All this goes to say is there is less evidence that suggests cannibalization. While some consumers may surely switch, LGD is creating new demand and possibly appealing to a different audience. The ND story and its appeal to HNIs, who account for most luxury spend, is strong. Plus, retailers have vested interest to preserve ND to maintain bottom lines.

Price, Price, Price

If there is less evidence to suggest cannibalization, and overall jewellery demand is strong, why have ND prices dropped by over 35% in certain segments? 

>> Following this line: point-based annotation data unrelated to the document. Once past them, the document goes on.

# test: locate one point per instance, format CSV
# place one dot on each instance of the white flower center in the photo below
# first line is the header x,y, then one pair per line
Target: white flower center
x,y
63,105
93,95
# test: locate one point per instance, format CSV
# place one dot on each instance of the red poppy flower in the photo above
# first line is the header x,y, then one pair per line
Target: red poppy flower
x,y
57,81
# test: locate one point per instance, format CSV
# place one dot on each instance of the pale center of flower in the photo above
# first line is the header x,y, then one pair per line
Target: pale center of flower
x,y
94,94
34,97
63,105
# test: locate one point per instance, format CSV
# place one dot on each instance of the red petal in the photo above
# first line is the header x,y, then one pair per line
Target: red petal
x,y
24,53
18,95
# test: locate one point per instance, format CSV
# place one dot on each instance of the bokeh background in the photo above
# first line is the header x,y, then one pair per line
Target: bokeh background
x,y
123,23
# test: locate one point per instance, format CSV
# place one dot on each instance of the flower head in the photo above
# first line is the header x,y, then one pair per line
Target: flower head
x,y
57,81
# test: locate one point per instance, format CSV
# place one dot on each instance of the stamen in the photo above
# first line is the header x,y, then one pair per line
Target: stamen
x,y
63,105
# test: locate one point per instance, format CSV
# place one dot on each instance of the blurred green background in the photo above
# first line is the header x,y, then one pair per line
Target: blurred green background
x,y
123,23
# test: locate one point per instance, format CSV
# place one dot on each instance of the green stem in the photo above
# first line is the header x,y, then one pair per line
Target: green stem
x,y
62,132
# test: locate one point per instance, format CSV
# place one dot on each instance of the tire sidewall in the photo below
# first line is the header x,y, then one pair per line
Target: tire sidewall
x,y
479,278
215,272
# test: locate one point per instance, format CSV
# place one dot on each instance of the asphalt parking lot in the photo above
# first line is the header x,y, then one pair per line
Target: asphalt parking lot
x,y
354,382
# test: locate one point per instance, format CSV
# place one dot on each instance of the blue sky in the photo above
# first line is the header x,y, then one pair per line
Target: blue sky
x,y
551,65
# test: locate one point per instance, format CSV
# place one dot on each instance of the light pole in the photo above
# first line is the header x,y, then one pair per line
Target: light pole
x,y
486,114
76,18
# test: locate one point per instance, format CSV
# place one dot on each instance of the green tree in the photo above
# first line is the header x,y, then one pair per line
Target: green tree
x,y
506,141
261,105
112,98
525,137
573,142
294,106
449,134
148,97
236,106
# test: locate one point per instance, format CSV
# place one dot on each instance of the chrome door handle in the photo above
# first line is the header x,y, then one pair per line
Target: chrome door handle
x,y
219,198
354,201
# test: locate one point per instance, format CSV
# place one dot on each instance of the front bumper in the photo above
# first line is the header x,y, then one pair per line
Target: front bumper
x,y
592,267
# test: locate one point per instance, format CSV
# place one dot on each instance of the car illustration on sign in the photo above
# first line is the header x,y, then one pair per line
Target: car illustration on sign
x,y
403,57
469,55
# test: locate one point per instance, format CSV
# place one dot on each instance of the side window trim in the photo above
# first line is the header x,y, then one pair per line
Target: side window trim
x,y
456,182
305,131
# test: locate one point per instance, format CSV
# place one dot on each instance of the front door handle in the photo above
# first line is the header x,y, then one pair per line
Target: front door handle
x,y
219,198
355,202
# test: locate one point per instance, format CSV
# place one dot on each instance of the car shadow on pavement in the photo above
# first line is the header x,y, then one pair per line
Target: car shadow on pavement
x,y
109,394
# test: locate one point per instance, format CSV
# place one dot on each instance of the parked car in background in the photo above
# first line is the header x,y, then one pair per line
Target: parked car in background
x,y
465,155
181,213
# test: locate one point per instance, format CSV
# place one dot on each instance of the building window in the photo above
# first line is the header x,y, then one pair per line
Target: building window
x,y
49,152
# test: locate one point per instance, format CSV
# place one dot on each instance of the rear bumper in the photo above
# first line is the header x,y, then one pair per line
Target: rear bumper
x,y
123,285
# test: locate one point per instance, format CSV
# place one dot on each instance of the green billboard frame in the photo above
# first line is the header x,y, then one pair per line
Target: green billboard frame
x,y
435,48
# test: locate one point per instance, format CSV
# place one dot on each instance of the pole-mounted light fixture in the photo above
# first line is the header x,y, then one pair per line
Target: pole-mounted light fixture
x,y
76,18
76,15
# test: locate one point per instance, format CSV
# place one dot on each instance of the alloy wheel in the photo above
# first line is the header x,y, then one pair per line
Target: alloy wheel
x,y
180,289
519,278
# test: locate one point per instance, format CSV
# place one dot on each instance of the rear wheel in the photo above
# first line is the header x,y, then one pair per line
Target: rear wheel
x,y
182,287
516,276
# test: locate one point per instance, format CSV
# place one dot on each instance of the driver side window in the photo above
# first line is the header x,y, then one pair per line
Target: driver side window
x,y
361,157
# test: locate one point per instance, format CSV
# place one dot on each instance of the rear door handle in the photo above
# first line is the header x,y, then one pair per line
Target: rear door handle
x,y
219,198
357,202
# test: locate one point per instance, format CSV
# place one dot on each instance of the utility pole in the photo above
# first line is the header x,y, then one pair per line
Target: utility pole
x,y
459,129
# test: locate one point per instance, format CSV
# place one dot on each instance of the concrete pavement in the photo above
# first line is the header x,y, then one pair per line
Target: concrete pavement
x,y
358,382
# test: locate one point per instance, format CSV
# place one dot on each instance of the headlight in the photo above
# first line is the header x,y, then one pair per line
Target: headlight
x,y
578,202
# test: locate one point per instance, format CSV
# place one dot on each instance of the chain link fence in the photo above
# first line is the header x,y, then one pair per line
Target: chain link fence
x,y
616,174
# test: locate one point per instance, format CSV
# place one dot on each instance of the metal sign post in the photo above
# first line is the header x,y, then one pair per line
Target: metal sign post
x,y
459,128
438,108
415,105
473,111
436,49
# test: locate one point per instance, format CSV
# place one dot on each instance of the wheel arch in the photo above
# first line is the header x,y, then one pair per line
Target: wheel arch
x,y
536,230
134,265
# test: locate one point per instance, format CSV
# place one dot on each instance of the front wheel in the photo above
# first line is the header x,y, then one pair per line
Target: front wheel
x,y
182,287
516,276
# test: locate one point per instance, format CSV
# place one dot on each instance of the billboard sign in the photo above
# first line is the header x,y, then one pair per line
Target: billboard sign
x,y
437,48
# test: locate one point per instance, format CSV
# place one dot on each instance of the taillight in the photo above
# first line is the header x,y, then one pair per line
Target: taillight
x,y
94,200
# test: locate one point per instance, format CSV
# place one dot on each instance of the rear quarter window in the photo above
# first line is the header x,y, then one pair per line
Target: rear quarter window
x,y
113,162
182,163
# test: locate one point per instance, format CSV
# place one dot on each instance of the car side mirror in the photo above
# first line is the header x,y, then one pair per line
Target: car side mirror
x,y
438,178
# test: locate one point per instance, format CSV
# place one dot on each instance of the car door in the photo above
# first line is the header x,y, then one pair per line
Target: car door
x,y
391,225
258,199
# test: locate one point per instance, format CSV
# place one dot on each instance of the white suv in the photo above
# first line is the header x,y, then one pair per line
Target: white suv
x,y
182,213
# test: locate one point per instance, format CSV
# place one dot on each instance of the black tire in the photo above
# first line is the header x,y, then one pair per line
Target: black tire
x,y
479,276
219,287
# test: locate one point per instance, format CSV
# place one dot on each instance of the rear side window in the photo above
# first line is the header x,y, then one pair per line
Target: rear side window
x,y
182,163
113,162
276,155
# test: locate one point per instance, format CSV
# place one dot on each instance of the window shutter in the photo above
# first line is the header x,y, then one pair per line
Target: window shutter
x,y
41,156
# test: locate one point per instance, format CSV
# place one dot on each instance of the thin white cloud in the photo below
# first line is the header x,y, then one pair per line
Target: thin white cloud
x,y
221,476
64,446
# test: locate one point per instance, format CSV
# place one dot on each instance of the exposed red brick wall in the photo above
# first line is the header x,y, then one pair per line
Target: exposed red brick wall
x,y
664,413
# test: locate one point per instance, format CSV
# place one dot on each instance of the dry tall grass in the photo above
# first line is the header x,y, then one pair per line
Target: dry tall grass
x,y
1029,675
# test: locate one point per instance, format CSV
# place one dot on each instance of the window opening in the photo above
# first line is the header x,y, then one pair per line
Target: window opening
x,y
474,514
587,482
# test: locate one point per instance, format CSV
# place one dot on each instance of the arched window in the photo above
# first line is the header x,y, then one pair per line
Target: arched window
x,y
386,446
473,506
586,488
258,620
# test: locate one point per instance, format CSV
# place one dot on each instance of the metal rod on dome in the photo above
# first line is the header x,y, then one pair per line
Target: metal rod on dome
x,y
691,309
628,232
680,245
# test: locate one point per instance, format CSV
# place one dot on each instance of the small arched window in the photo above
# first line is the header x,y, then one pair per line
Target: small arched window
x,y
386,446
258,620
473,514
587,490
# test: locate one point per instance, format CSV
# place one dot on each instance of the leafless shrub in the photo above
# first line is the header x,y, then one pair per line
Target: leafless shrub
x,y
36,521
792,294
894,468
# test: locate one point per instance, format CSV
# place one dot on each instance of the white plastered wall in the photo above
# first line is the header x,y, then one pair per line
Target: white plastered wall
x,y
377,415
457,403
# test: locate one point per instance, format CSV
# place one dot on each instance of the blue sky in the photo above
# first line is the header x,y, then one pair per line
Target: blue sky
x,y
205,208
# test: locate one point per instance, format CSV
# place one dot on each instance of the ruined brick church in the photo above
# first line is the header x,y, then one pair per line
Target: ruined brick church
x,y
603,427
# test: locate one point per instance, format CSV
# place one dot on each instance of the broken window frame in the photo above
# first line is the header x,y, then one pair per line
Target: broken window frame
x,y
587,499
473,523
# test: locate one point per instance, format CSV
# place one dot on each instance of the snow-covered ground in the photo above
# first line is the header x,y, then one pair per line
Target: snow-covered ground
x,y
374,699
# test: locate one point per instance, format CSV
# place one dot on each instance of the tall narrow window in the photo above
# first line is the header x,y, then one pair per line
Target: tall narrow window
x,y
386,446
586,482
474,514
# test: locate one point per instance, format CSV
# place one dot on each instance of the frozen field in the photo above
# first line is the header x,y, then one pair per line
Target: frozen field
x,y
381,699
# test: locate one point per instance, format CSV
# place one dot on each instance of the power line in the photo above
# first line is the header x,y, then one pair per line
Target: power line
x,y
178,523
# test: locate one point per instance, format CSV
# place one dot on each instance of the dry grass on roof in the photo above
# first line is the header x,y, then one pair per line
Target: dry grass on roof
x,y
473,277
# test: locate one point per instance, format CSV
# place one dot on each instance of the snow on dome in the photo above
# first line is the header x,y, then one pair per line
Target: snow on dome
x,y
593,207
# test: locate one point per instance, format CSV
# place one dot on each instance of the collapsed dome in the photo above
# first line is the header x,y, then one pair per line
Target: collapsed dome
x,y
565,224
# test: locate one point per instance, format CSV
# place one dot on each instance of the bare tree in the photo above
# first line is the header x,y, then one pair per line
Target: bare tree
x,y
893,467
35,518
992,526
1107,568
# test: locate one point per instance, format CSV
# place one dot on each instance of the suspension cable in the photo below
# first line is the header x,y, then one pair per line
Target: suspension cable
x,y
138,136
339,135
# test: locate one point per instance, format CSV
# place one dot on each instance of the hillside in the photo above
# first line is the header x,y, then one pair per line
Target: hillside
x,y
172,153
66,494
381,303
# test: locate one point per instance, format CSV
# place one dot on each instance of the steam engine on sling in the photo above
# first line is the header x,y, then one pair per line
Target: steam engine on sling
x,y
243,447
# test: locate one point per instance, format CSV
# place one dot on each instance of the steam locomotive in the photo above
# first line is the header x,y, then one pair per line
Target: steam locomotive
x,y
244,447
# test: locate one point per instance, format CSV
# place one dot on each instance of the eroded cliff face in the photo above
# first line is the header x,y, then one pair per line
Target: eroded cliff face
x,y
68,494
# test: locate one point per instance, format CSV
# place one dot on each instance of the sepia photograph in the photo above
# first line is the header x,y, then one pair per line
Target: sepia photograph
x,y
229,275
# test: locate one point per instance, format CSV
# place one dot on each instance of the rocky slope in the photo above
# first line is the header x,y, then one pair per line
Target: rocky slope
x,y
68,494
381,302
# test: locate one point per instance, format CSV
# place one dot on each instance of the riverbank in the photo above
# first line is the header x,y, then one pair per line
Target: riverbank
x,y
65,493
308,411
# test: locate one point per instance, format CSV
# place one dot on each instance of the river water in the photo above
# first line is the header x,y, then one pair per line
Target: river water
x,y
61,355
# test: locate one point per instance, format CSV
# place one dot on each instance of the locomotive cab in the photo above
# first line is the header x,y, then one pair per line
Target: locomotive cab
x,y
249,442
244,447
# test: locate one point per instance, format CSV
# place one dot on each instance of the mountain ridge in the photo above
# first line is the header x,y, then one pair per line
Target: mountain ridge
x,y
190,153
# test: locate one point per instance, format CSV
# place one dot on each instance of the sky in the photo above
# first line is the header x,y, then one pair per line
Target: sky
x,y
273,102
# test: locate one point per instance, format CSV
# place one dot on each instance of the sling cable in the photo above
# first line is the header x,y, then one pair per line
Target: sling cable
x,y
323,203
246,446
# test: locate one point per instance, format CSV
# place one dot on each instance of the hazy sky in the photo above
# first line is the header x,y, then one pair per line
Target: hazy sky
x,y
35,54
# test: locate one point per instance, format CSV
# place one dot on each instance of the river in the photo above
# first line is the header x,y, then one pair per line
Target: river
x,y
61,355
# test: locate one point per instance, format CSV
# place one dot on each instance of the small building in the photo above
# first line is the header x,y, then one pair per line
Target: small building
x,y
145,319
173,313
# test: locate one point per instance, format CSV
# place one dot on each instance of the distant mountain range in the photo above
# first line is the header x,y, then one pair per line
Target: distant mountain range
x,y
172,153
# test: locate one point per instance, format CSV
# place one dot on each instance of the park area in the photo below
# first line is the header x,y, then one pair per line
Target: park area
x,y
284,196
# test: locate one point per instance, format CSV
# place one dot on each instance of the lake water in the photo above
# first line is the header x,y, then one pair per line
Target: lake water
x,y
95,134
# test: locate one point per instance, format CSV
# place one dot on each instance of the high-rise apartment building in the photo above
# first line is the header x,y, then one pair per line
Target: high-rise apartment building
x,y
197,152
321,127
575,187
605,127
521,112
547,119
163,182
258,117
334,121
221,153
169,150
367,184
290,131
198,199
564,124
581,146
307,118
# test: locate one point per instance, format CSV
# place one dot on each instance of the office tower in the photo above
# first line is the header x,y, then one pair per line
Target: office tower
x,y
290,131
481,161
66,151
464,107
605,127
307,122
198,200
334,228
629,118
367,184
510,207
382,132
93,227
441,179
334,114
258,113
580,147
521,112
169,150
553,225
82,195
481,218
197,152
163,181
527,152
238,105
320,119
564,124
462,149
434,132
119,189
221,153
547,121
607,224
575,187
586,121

In considering the falling natural diamond prices, it is crucial to understand how these price dynamics unfolded. To begin with, even though diamond prices reached their peak in March 2022, the B2B diamond inventory continued to grow throughout the year. In value terms, the overall inventory expanded by more than 20%. This growth is particularly noticeable in the 1-4ct diamond size segment, which is a significant portion of the U.S. market. In this range, the overall value and number of carats increased by a substantial 45% in 2022. This growth in supply outpaced the growth in demand, which increased by only around 12%.

While inventory levels have seen a decrease of around 15% in value and 9% in carat terms in 2023, the 1-4ct range's inventory has only fallen by about 2-3% during this period despite a reduction in new supply. This indicates a supply glut that is putting constant pressure on prices. 

LGD has also affected some segments more than others. In early 2021, 1-4ct stones accounted for approx. 57% of all certified stones sold. By mid 2023, this had grown to 66%. Lower value goods like dossiers & caraters with lower colors (JKLM) & clarities (Sis and below), are seeing a more permanent shift in demand with consumers preferring better LGDs as well as a sluggish China. Looking at the movement map below from Diatech Ai -- on average, better colors and clarities see faster movement. SI & lower i.e Pique goods are the worst hit, also seeing excessive memo returns as that shelf-space gets replaced by LGD.

This is reflected in the prices as well. Over the last month, IF-VVS goods have dropped around 5% in prices whereas SI goods have dropped as much as 14%. 

 Adapting to Market Dynamics

All that said, it's important to emphasize that the natural diamond industry is self-regulating. As pressure mounts on lower-color and clarity stones, mines specializing in these goods may shut down. Reducing supply should eventually stabilize prices, as the rough prices for these colors and clarities will become less feasible for miners to operate.  

Nonetheless, it is essential to recognize that factors beyond lab-grown diamonds, such as economic conditions, also play a role in influencing diamond prices. The interplay of market dynamics, changing consumer preferences, and economic factors has resulted in the price shifts we've observed in the natural diamond industry.

 

The diamond industry is in a state of flux, influenced by a combination of factors such as economic conditions, interest rates, and changing consumer preferences. When evaluating the data, several key takeaways emerge:

 

  • Demand metrics and retailer revenue indicate that consumer preferences have not shifted dramatically away from jewellery despite the economic challenges.

  • Lab-grown diamonds have influenced consumer preferences, particularly in certain product categories (dossiers and caraters of lower colour and purity) and audience segments.

  • But largely Lab-grown diamonds has created and will continue to create new demand with the NEXT BILLION consumers. Lab-grown has increased the accessibility of jewellery and is a product for the mass fashion and gifting market unlike ND which is a luxury product.

  • In the last 2 years, de-leveraging has significantly impacted the ND industry, with a focus on reducing inventory and other liabilities.

  • For both, LGD and ND, the price decline is more of a supply-side story than a demand-side one, with a sharp increase in supply causing price pressure. This over supply scenario should ease in coming months and that will give support to the prices and the confidence can return back.

  • The industry's fundamentals remain strong, with significant growth expected from India, certain Middle East and ASEAN markets, and maybe Chinese demand resuming, but at the same time, the industry needs to adapt to changing conditions.